Robert C. Gallo Honorary Degree in Medicine and Surgery
May 29, 2006
Robert Charles Gallo (born in Waterbury, Connecticut - 1937) is a U.S.A. biomedical researcher.
He earned a B.S. degree in Biology in 1959 from Providence College and received an M.D. from Jefferson Medical College in Philadelphia, Pennsylvania in 1963.
After completing his medical residency and internship at the University of Chicago, he became a researcher at the National Cancer Institute.
In 1974 he identified the first retrovirus in humans: the "human T-cell leukemia virus," or HTLV.
In 1984, Gallo and his collaborators published a series of four papers in the research journal Science arguing that HIV, a retrovirus that had recently been identified in AIDS patients by Luc Montagnier and his collaborators at the Institut Pasteur in Paris, France, was the cause of AIDS.
Since then, there has been considerable and often acrimonious controversy over the priority for the discovery of HIV, including accusations that Gallo improperly used a sample of HIV produced at the Institut Pasteur.

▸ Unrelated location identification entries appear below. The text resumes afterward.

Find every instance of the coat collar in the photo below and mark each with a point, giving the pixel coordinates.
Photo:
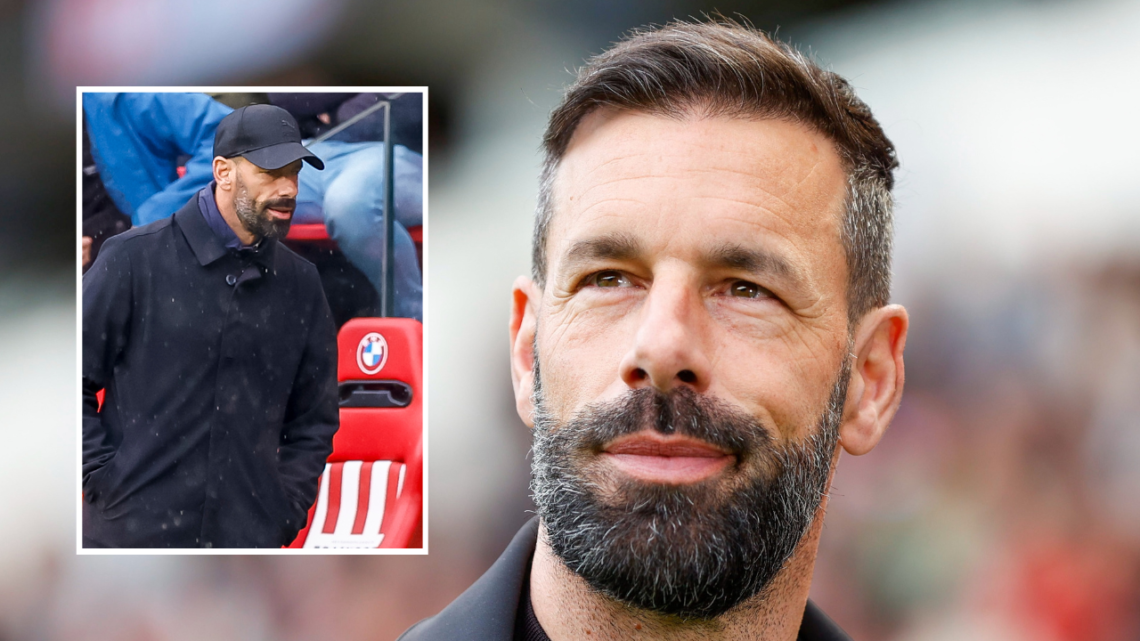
(488, 609)
(206, 245)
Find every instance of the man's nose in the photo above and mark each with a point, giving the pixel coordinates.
(286, 187)
(668, 348)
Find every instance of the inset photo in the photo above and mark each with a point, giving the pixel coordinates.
(252, 306)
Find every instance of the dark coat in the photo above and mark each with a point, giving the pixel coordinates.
(220, 378)
(488, 609)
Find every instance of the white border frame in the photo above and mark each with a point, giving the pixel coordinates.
(79, 322)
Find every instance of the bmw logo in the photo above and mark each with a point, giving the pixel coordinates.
(372, 353)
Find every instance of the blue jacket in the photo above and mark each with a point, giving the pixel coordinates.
(219, 371)
(137, 140)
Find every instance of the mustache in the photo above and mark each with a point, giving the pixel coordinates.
(281, 204)
(681, 411)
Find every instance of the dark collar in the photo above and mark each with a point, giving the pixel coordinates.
(208, 204)
(488, 609)
(208, 246)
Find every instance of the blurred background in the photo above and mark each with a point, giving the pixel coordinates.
(1001, 505)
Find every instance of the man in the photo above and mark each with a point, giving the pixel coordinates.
(139, 139)
(217, 353)
(709, 309)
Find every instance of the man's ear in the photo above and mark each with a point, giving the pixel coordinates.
(523, 324)
(876, 387)
(224, 172)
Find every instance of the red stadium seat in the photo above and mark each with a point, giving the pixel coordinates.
(371, 493)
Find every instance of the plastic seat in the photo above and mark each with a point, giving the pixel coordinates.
(371, 493)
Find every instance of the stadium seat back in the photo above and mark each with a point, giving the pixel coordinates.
(371, 492)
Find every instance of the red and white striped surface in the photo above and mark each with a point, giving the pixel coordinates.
(351, 503)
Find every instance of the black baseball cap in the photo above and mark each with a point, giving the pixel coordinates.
(265, 135)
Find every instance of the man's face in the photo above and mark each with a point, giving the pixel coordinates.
(693, 343)
(265, 199)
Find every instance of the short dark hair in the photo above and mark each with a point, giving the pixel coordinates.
(723, 67)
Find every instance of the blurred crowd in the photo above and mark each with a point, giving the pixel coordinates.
(1001, 504)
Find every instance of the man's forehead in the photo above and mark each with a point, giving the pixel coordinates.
(698, 175)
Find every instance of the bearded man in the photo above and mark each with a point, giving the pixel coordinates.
(707, 325)
(217, 353)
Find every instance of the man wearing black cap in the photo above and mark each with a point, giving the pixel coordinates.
(217, 353)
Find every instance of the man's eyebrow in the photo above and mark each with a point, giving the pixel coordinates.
(752, 261)
(611, 246)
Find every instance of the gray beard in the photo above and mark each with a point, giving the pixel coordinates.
(692, 551)
(257, 222)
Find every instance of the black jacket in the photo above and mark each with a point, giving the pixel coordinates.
(488, 609)
(220, 378)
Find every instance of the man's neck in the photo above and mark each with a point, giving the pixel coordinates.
(568, 608)
(229, 214)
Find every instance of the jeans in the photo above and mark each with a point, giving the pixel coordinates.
(350, 192)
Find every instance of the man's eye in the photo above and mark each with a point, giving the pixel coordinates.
(743, 289)
(608, 280)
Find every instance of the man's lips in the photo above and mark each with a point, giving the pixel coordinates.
(675, 460)
(281, 213)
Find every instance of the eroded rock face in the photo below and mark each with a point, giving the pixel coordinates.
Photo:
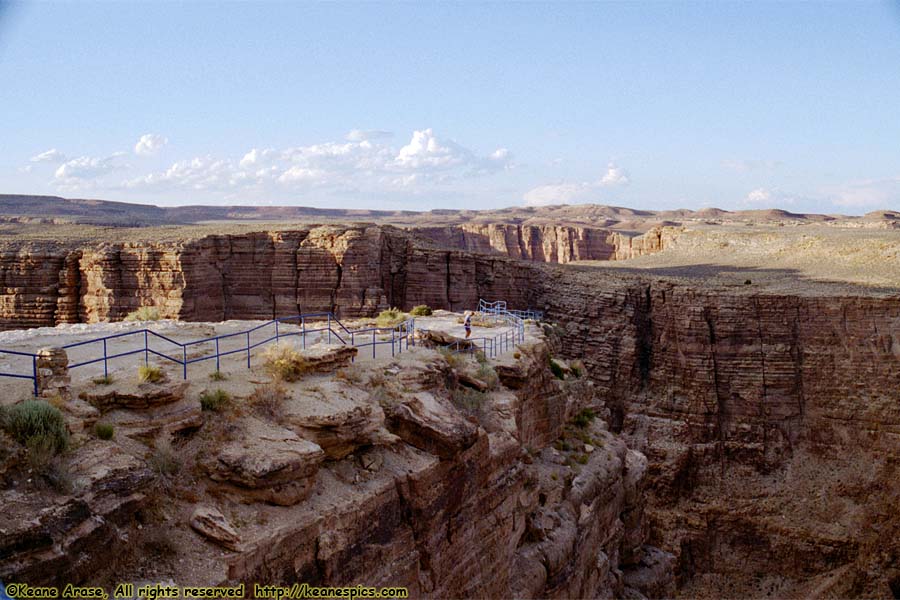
(352, 271)
(267, 464)
(548, 243)
(731, 395)
(59, 543)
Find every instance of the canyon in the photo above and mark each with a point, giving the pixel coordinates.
(748, 401)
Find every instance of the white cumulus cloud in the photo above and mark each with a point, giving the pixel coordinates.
(88, 167)
(50, 156)
(361, 162)
(567, 193)
(149, 144)
(359, 135)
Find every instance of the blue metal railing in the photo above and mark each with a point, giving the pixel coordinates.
(501, 342)
(177, 352)
(32, 374)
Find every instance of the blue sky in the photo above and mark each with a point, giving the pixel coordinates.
(431, 105)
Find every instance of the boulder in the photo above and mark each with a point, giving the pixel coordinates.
(133, 395)
(211, 524)
(267, 463)
(337, 417)
(327, 358)
(432, 424)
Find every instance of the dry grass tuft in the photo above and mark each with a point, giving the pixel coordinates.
(284, 363)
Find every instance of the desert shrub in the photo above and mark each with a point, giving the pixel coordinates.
(164, 460)
(268, 399)
(144, 313)
(104, 431)
(422, 310)
(214, 400)
(557, 369)
(36, 424)
(150, 374)
(577, 368)
(584, 418)
(284, 363)
(487, 374)
(390, 317)
(456, 359)
(349, 375)
(469, 401)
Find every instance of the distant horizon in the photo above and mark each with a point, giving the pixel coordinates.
(4, 195)
(474, 105)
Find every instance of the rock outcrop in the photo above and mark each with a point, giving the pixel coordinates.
(352, 271)
(548, 243)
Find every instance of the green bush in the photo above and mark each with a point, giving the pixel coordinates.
(469, 401)
(422, 310)
(577, 368)
(284, 363)
(487, 374)
(214, 400)
(164, 460)
(144, 313)
(268, 399)
(390, 317)
(150, 374)
(584, 418)
(36, 424)
(104, 431)
(557, 369)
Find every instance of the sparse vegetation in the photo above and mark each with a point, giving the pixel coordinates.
(584, 418)
(284, 363)
(577, 368)
(557, 369)
(422, 310)
(150, 374)
(104, 431)
(36, 424)
(487, 374)
(164, 460)
(470, 401)
(390, 317)
(214, 400)
(144, 313)
(268, 399)
(456, 359)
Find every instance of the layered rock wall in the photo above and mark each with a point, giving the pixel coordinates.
(351, 271)
(548, 243)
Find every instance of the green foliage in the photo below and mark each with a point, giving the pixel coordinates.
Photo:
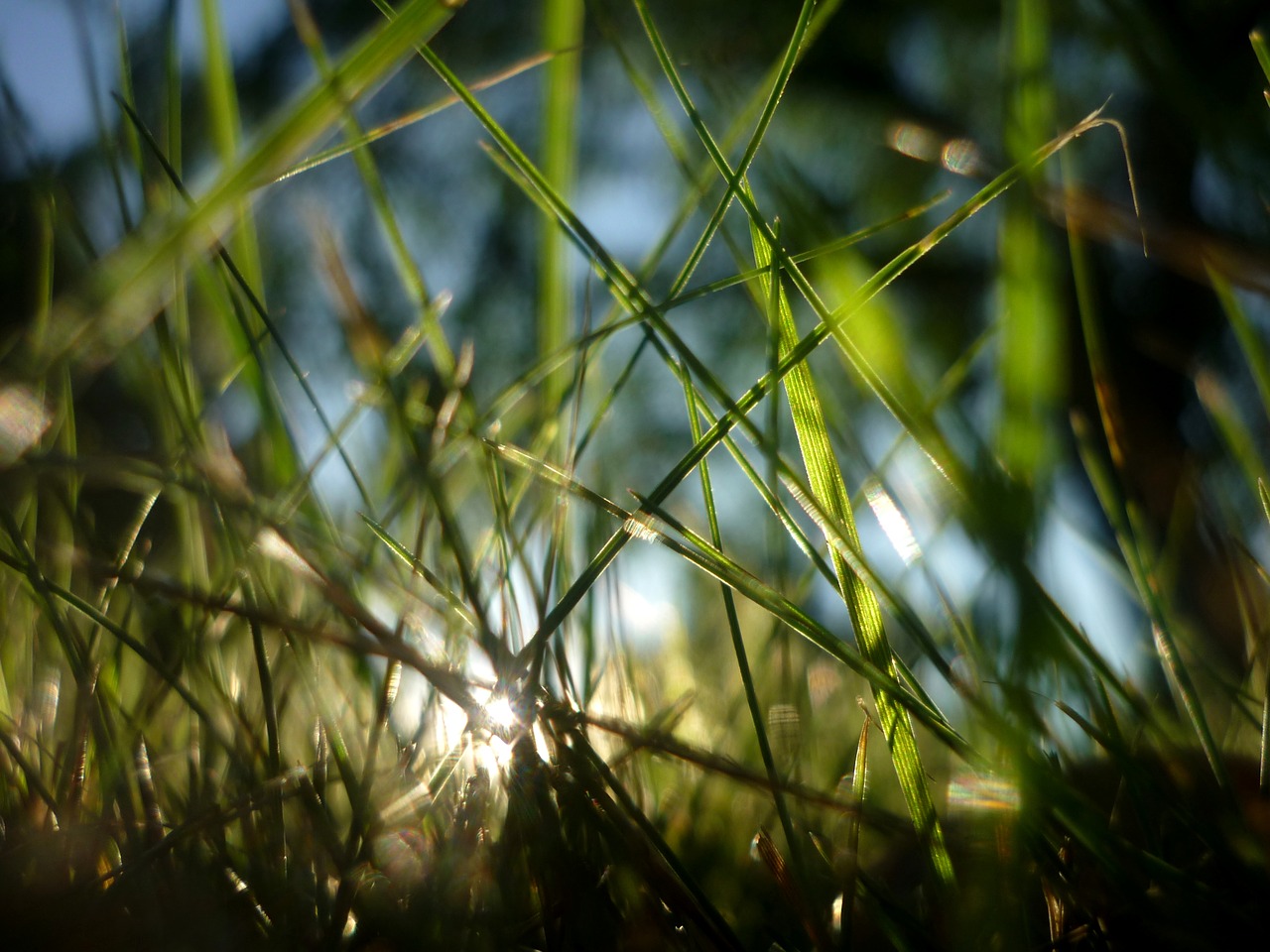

The two scientists continued to dispute each other's claims until 1987, when they finally agreed to share credit for the discovery of HIV.
In 1995, Gallo published his discovery that chemokines, a class of naturally occurring compounds, can block HIV and halt the progression of AIDS.
This has been influencing medical thinking on how AIDS works against the human body and it is regarded as having great potential in playing a future role in possible vaccine development.
Gallo is currently the Director of the Institute for Human Virology, an institution affiliated with the University of Maryland Biotechnology Institute.
In the occasion of Insubria H.C. Degree, Professor Gallo delivered the Lectio Magistralis address “HIV/AIDS Research - Then and Now”.